Understanding how inventory costs are calculated is essential for accurate financial reporting and profitability analysis. PrismERP supports two standard costing methods for inventory valuation:


FIFO (First In, First Out)

FIFO assumes that the oldest items added to inventory are sold or issued first.

How It Works:

  • Inventory items are issued in the order they were received.
  • The cost of goods sold (COGS) is based on the earliest purchase prices.
  • Closing stock reflects the most recent (latest) costs.

Best For:

  • Businesses with perishable or time-sensitive items.
  • Industries like food, chemicals, pharmaceuticals, etc.

Advantages:

  • Reflects actual physical flow in many businesses.
  • Helps avoid obsolete inventory.
  • Results in higher profits during inflation (since older, cheaper costs are used).

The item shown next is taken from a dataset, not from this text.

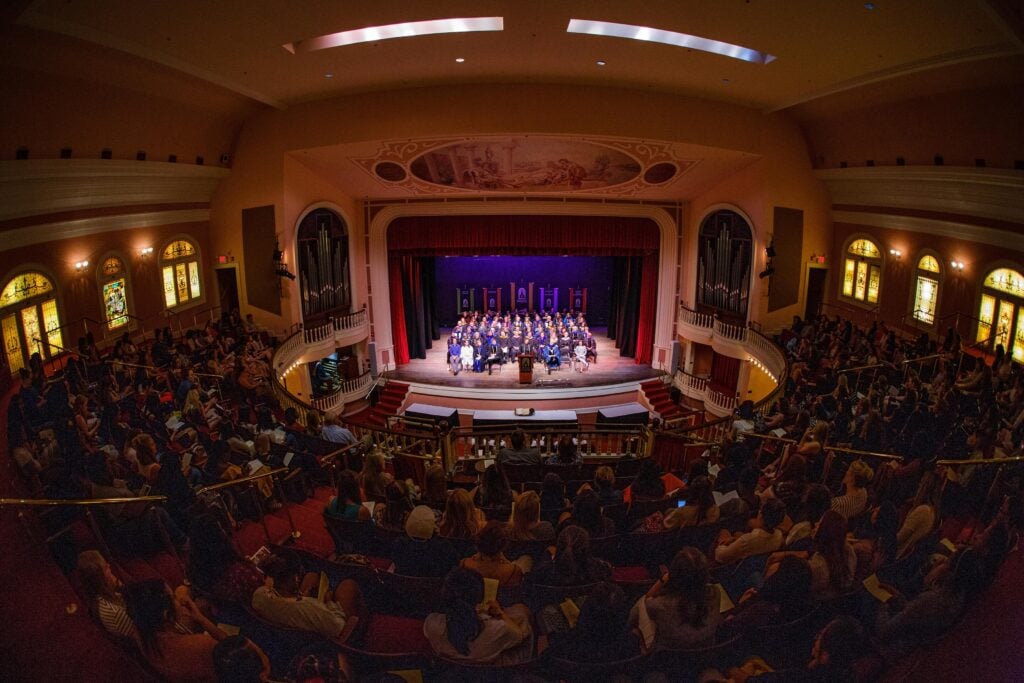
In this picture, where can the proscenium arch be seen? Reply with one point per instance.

Weighted Average Cost (WAC)

This method calculates an average cost per unit after every purchase.

How It Works:

  • Average cost is computed by dividing total cost of inventory by total quantity available.
  • Each issue or sale uses the same average cost, regardless of purchase date.

Best For:

  • Businesses with homogeneous or interchangeable products.
  • Retail, manufacturing, or wholesale industries.

Advantages:

  • Smooths out price fluctuations.
  • Easier to manage and understand.
  • Consistent cost application across sales and issues.

📌 Summary Comparison

FeatureFIFOWeighted Average
Cost Used for COGSOldest available costAverage of all costs
Closing Inventory ValueBased on latest purchasesBased on averaged cost
Best ForPerishable goodsStandardized, bulk products
ComplexityMediumSimple

In PrismERP, you can choose your preferred costing method during initial configuration or change it later (with admin permission). This flexibility ensures your inventory valuation aligns with your business and accounting needs.